Assim, se a base não consegue obter essa contrapartida que supõe ter por direito por bem, ela vale-se do seu tamanho e importância para conseguir por força. Assim, se Dilma não queria liberar as emendas, a base rebela-se como fez ontem (29) e até cria mecanismos para forçá-la a fazer o que não quer. O relator da Lei de Diretrizes Orçamentárias (LDO), Márcio Reinaldo de Souza (PP-MG), estabelece, por exemplo, no texto que o governo só poderá contingenciar a liberação das emendas individuais na mesma proporção que contingenciar seus projetos prioritários, como o PAC, por exemplo. Ficando isso na lei, para que o governo construa, digamos, uma usina hidrelétrica que esteja no PAC, vai ter que liberar grana também para centenas de bancos de praça das emendas dos deputados e senadores.
E pode ficar certo que a maioria dessas emendas trata de bancos de praça e outras coisas menores. Porque isso é da própria lógica da sua existência. Cada parlamentar tem uma cota de verba pública para distribuir no seu estado com emendas individuais. Quanto mais ele conseguir pulverizar essa verba, mais municípios do seu estado ele atenderá. Quando mais emendas ele liberar, em mais municípios ele poderá ir pessoalmente inaugurar obras que dirá que não teriam sido feitas sem a sua participação. É evidente que nessa pulverização o que se poderá fazer em cada caso serão obras de valor menor.

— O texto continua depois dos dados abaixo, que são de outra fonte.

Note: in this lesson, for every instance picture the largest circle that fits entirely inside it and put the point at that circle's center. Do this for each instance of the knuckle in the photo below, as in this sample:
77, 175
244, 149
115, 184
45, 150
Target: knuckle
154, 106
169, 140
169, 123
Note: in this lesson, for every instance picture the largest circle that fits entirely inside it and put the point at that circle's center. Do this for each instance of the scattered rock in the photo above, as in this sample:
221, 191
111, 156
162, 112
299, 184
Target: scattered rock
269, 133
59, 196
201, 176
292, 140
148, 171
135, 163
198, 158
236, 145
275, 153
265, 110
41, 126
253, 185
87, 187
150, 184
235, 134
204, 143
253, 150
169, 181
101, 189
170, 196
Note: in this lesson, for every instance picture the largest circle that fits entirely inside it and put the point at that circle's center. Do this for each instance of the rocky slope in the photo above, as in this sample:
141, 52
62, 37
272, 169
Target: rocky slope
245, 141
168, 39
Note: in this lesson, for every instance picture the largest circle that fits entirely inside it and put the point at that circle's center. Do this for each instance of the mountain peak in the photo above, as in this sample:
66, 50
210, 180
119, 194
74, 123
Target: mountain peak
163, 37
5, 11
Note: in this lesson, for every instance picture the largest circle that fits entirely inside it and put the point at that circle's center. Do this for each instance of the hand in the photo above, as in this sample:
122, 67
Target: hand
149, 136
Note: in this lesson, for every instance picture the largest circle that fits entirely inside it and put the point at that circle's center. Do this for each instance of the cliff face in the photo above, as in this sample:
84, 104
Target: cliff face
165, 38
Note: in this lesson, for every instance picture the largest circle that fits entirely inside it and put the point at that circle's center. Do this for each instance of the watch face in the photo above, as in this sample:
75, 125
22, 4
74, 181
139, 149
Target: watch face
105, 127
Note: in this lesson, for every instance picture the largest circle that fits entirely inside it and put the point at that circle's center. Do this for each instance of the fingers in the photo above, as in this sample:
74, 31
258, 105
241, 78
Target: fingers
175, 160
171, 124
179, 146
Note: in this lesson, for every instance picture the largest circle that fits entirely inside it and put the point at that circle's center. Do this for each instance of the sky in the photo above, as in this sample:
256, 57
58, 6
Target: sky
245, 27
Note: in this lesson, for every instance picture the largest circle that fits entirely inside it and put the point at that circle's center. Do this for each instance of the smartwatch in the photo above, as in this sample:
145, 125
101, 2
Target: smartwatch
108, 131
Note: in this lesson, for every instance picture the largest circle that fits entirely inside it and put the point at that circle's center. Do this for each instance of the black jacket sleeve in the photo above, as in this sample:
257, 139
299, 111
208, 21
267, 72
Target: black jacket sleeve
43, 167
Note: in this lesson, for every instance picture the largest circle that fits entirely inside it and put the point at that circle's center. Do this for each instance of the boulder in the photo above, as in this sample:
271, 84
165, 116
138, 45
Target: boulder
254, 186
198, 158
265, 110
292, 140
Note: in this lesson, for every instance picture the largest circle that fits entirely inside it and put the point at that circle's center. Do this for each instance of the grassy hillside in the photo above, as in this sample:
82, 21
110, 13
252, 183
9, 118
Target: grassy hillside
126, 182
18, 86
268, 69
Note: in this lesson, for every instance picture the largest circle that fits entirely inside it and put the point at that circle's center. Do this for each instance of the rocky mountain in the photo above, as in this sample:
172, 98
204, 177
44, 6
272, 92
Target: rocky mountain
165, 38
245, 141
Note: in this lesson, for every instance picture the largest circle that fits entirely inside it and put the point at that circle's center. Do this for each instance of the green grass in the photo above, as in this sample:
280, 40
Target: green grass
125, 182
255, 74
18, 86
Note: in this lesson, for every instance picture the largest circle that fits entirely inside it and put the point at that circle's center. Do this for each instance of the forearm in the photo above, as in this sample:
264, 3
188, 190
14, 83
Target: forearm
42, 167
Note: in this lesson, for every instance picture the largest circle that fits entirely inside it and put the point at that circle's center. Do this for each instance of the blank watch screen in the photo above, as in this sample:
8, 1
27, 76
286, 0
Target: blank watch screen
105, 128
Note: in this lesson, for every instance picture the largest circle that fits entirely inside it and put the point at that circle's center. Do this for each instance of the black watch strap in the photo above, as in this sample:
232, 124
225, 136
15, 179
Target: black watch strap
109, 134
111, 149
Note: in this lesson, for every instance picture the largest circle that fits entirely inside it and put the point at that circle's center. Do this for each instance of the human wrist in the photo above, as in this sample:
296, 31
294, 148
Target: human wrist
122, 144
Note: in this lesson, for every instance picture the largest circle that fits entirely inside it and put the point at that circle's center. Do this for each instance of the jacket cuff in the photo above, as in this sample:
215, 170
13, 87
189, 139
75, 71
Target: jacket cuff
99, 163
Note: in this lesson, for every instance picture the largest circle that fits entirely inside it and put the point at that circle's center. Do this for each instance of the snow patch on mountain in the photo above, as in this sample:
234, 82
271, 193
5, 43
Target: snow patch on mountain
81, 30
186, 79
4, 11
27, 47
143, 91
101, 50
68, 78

É papel de um governo federal liberar dinheiro para banco de praça? Não seria melhor se os parlamentares de cada região se reunissem, traçassem juntos planos de desenvolvimento, identificassem as carências e orientassem os recursos para resolver essas carências? Com o estado desenvolvido a partir daí, não faltaria dinheiro para construir bancos de praça. Mas qual parlamentar vai querer fazer essa mudança se é mantendo essa relação de dependência com o poder público e com a necessidade de liberação das verbinhas que ele vem há anos e anos ganhando eleições e mantendo seus esquemas de poder?
Dilma está mexendo num vespeiro. Ontem (29), ela já não conseguiu escapar das picadas.